Kimberlite and microscopic diamond found in Montana

A mining official found kimberlite and preliminary test results yielded a microscopic diamond, The Associated Press reports.

If more diamonds are found at the 80-acre site known as the Homestead property, the land could become the state’s first-ever commercial diamond operation and the only working diamond mine in the United States, geologists reportedly said.

Canada currently has the only diamond mines operating in North America.

“It’s once in a lifetime. You just don’t find things like that every day,” Tom Charlton, an official with Delta Mining and Exploration Corp., told the AP. The Kentucky-based firm plans to begin large-scale exploration of the central Montana site next month.

What makes this latest discovery unique is it’s believed to be the first diamond ever found in Montana that was created here, rather than dropped in the state by a retreating glacier or other means. And accessibility makes the property so appealing, officials reportedly said.

Normally, it takes years to find underlying kimberlite deposits, let alone diamonds. But on the ranch site southeast of Lewistown, the kimberlite is exposed, pushed to the surface by high-speed gas millions of years ago, David W. Baker, an earth scientist who lives about 100 miles from the site, told the AP.

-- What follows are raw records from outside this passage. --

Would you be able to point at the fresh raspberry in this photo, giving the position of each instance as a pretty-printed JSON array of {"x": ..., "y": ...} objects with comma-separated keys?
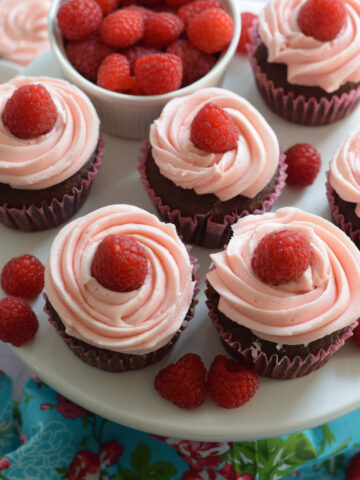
[
  {"x": 281, "y": 257},
  {"x": 23, "y": 276},
  {"x": 161, "y": 29},
  {"x": 122, "y": 28},
  {"x": 158, "y": 73},
  {"x": 213, "y": 130},
  {"x": 86, "y": 55},
  {"x": 120, "y": 263},
  {"x": 247, "y": 19},
  {"x": 18, "y": 323},
  {"x": 322, "y": 19},
  {"x": 230, "y": 383},
  {"x": 303, "y": 164},
  {"x": 211, "y": 31},
  {"x": 196, "y": 64},
  {"x": 114, "y": 73},
  {"x": 183, "y": 382},
  {"x": 78, "y": 19},
  {"x": 189, "y": 11},
  {"x": 29, "y": 112}
]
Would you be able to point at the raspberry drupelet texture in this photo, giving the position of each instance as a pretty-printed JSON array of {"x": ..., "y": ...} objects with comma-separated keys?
[
  {"x": 281, "y": 257},
  {"x": 183, "y": 383},
  {"x": 23, "y": 276},
  {"x": 230, "y": 383}
]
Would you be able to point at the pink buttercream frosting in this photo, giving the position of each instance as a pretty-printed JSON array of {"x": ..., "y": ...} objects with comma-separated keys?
[
  {"x": 23, "y": 29},
  {"x": 136, "y": 322},
  {"x": 245, "y": 170},
  {"x": 344, "y": 170},
  {"x": 324, "y": 299},
  {"x": 51, "y": 158},
  {"x": 311, "y": 62}
]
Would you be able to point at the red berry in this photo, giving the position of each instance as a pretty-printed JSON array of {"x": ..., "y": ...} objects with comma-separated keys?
[
  {"x": 230, "y": 383},
  {"x": 78, "y": 19},
  {"x": 23, "y": 277},
  {"x": 29, "y": 112},
  {"x": 322, "y": 19},
  {"x": 303, "y": 164},
  {"x": 183, "y": 382},
  {"x": 18, "y": 323},
  {"x": 211, "y": 30},
  {"x": 158, "y": 73},
  {"x": 281, "y": 257},
  {"x": 213, "y": 130},
  {"x": 120, "y": 263},
  {"x": 122, "y": 28},
  {"x": 247, "y": 19}
]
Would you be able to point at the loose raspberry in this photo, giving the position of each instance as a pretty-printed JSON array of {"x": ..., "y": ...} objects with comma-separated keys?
[
  {"x": 322, "y": 19},
  {"x": 281, "y": 257},
  {"x": 114, "y": 73},
  {"x": 161, "y": 29},
  {"x": 213, "y": 130},
  {"x": 158, "y": 73},
  {"x": 120, "y": 263},
  {"x": 23, "y": 276},
  {"x": 78, "y": 19},
  {"x": 29, "y": 112},
  {"x": 122, "y": 28},
  {"x": 18, "y": 323},
  {"x": 211, "y": 30},
  {"x": 230, "y": 383},
  {"x": 303, "y": 164},
  {"x": 183, "y": 382},
  {"x": 196, "y": 64},
  {"x": 247, "y": 20}
]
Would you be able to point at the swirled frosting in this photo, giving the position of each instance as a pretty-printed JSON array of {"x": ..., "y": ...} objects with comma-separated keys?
[
  {"x": 51, "y": 158},
  {"x": 344, "y": 170},
  {"x": 23, "y": 29},
  {"x": 323, "y": 300},
  {"x": 245, "y": 170},
  {"x": 136, "y": 322},
  {"x": 311, "y": 62}
]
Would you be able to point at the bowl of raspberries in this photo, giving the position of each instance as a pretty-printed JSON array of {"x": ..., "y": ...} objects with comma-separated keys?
[{"x": 132, "y": 56}]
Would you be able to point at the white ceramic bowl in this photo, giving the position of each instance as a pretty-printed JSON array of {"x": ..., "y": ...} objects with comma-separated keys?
[{"x": 129, "y": 115}]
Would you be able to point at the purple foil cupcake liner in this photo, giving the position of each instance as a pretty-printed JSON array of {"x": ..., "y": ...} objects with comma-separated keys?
[
  {"x": 202, "y": 230},
  {"x": 50, "y": 214},
  {"x": 110, "y": 360},
  {"x": 297, "y": 109}
]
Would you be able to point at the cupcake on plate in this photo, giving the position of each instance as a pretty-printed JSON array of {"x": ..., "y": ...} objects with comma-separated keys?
[
  {"x": 305, "y": 55},
  {"x": 212, "y": 158},
  {"x": 283, "y": 296},
  {"x": 120, "y": 287},
  {"x": 50, "y": 151}
]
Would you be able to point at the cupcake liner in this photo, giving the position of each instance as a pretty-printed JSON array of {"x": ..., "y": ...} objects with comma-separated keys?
[
  {"x": 110, "y": 360},
  {"x": 202, "y": 230},
  {"x": 50, "y": 214},
  {"x": 297, "y": 109}
]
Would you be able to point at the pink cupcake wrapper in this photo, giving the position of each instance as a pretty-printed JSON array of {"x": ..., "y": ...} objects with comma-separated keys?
[
  {"x": 48, "y": 215},
  {"x": 202, "y": 230},
  {"x": 297, "y": 109}
]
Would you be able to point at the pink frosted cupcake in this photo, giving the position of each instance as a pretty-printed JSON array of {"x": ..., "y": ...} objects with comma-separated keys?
[
  {"x": 136, "y": 324},
  {"x": 204, "y": 192},
  {"x": 287, "y": 329},
  {"x": 303, "y": 79}
]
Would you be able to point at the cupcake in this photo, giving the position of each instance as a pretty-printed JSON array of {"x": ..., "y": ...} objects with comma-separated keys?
[
  {"x": 203, "y": 178},
  {"x": 307, "y": 80},
  {"x": 283, "y": 296},
  {"x": 114, "y": 314},
  {"x": 50, "y": 151}
]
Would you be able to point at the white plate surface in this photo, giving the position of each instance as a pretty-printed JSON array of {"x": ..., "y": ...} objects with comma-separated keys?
[{"x": 278, "y": 407}]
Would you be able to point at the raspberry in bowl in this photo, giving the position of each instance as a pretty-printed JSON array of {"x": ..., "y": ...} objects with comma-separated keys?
[{"x": 165, "y": 66}]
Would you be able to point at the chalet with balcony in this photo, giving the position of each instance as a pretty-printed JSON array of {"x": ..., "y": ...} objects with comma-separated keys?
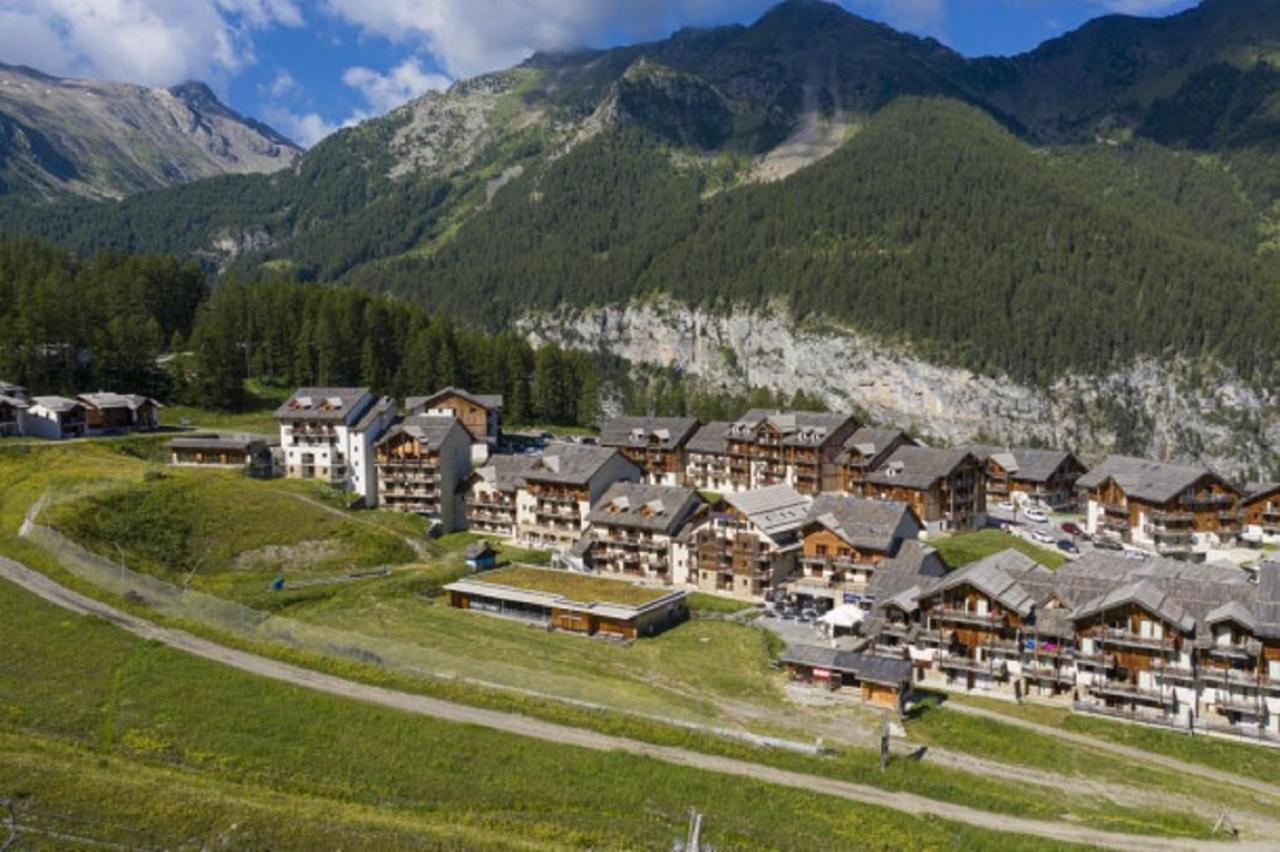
[
  {"x": 749, "y": 545},
  {"x": 865, "y": 450},
  {"x": 328, "y": 434},
  {"x": 561, "y": 486},
  {"x": 423, "y": 465},
  {"x": 634, "y": 526},
  {"x": 798, "y": 449},
  {"x": 108, "y": 413},
  {"x": 1173, "y": 509},
  {"x": 1037, "y": 476},
  {"x": 479, "y": 413},
  {"x": 944, "y": 486},
  {"x": 247, "y": 453},
  {"x": 707, "y": 461},
  {"x": 12, "y": 410},
  {"x": 844, "y": 540},
  {"x": 490, "y": 494},
  {"x": 653, "y": 444},
  {"x": 1260, "y": 513},
  {"x": 55, "y": 418}
]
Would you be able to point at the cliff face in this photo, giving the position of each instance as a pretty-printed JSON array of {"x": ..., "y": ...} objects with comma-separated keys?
[
  {"x": 1161, "y": 410},
  {"x": 104, "y": 140}
]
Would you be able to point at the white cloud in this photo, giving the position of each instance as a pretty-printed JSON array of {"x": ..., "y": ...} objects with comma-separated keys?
[
  {"x": 154, "y": 42},
  {"x": 475, "y": 36},
  {"x": 384, "y": 92}
]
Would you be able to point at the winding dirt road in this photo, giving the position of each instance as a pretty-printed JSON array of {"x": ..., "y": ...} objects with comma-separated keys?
[{"x": 909, "y": 804}]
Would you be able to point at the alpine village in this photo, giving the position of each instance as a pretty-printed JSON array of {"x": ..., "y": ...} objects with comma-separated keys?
[{"x": 786, "y": 434}]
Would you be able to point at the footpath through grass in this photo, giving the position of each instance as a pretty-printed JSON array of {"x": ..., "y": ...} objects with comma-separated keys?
[{"x": 141, "y": 745}]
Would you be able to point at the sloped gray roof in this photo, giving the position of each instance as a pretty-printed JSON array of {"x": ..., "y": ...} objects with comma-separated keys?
[
  {"x": 663, "y": 433},
  {"x": 917, "y": 467},
  {"x": 712, "y": 438},
  {"x": 571, "y": 463},
  {"x": 862, "y": 522},
  {"x": 493, "y": 402},
  {"x": 325, "y": 404},
  {"x": 999, "y": 577},
  {"x": 1143, "y": 479},
  {"x": 775, "y": 509},
  {"x": 661, "y": 508}
]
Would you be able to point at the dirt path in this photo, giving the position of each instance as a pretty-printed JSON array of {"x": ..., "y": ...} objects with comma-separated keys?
[
  {"x": 910, "y": 804},
  {"x": 1124, "y": 751}
]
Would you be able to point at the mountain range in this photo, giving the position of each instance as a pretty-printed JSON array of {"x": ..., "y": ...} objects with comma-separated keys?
[
  {"x": 101, "y": 140},
  {"x": 1112, "y": 195}
]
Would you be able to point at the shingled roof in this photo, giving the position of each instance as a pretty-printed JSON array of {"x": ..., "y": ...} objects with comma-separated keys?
[
  {"x": 658, "y": 508},
  {"x": 873, "y": 525},
  {"x": 1143, "y": 479},
  {"x": 918, "y": 467},
  {"x": 662, "y": 433}
]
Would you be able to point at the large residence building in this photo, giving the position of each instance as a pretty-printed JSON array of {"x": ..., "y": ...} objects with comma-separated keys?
[
  {"x": 1173, "y": 509},
  {"x": 748, "y": 546},
  {"x": 561, "y": 486},
  {"x": 479, "y": 413},
  {"x": 1043, "y": 477},
  {"x": 634, "y": 526},
  {"x": 865, "y": 450},
  {"x": 798, "y": 449},
  {"x": 423, "y": 463},
  {"x": 1161, "y": 641},
  {"x": 328, "y": 434},
  {"x": 844, "y": 540},
  {"x": 653, "y": 444},
  {"x": 945, "y": 486}
]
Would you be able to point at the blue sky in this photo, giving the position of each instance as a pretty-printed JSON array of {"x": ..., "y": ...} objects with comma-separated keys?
[{"x": 309, "y": 67}]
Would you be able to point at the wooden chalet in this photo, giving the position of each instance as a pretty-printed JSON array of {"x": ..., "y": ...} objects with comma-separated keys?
[
  {"x": 1169, "y": 508},
  {"x": 944, "y": 486},
  {"x": 653, "y": 444}
]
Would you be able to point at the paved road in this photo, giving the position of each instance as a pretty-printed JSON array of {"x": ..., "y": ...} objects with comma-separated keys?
[{"x": 910, "y": 804}]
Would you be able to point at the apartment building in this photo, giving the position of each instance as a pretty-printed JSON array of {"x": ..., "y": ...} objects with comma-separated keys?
[
  {"x": 1173, "y": 509},
  {"x": 944, "y": 486},
  {"x": 798, "y": 449},
  {"x": 653, "y": 444},
  {"x": 634, "y": 527},
  {"x": 423, "y": 463},
  {"x": 328, "y": 434},
  {"x": 707, "y": 463},
  {"x": 1260, "y": 513},
  {"x": 490, "y": 494},
  {"x": 865, "y": 450},
  {"x": 844, "y": 540},
  {"x": 1160, "y": 641},
  {"x": 561, "y": 486},
  {"x": 110, "y": 413},
  {"x": 1043, "y": 477},
  {"x": 479, "y": 413},
  {"x": 749, "y": 545}
]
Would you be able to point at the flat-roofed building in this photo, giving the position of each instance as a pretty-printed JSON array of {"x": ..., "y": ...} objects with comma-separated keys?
[
  {"x": 1173, "y": 509},
  {"x": 632, "y": 528},
  {"x": 570, "y": 601},
  {"x": 945, "y": 486},
  {"x": 248, "y": 453},
  {"x": 423, "y": 463},
  {"x": 560, "y": 489},
  {"x": 653, "y": 444},
  {"x": 328, "y": 434}
]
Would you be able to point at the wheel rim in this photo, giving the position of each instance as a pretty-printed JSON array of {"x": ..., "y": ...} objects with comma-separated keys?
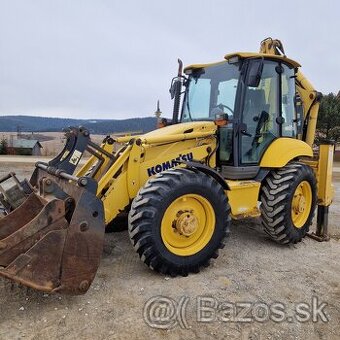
[
  {"x": 301, "y": 204},
  {"x": 188, "y": 225}
]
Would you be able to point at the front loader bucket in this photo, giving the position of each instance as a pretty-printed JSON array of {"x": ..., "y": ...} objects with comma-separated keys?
[{"x": 53, "y": 242}]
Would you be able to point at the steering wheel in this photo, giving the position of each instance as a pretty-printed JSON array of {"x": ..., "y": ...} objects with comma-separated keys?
[{"x": 221, "y": 106}]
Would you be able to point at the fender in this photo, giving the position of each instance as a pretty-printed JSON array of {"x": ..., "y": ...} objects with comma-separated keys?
[
  {"x": 283, "y": 150},
  {"x": 206, "y": 170}
]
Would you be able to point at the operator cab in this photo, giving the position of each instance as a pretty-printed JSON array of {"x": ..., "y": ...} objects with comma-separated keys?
[{"x": 256, "y": 96}]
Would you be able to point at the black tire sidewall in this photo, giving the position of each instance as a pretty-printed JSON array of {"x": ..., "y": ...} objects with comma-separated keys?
[
  {"x": 219, "y": 205},
  {"x": 308, "y": 176}
]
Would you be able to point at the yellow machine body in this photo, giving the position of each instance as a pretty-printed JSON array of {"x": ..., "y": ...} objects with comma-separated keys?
[{"x": 53, "y": 240}]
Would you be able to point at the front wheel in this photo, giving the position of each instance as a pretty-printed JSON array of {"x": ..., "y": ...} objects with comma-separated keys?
[
  {"x": 288, "y": 200},
  {"x": 178, "y": 221}
]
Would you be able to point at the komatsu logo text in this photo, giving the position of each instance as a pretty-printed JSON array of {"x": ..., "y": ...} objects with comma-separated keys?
[{"x": 169, "y": 164}]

That accessibility, Charlton reportedly said, should cut excavation costs and lessen any damage to the prairie and the small, vacant cabin on the site.

Though rare, diamonds aren’t unheard of in Montana. Prospectors have plucked the gems from stream beds and glacial valleys for years — most notably the 14-carat Lewis and Clark diamond found at the base of a steep slope near Craig in 1990.

Delta Mining got permission from the landowner to explore the site several years ago. But the firm is only now getting together the estimated $700,000 needed for larger soil samples, Delta chief executive Barry Rayment reportedly said. More tests are planned in coming months.

Although the odds of a major find are stacked against them, Rayment reportedly said he believes the site, and possibly others in Montana, stand a good chance of producing commercial-grade diamonds.

Montana, Wyoming, and Colorado are all known to have the right kind of geology for diamonds. Northern Colorado was home to the country’s only working diamond mine, Kelsey Lake, until its closure several years ago because of legal troubles.

Delta Mining has rights to explore five other Montana properties totaling more than 7,500 acres, but is currently focusing on the Homestead property, which has the most potential, Rayment reportedly said.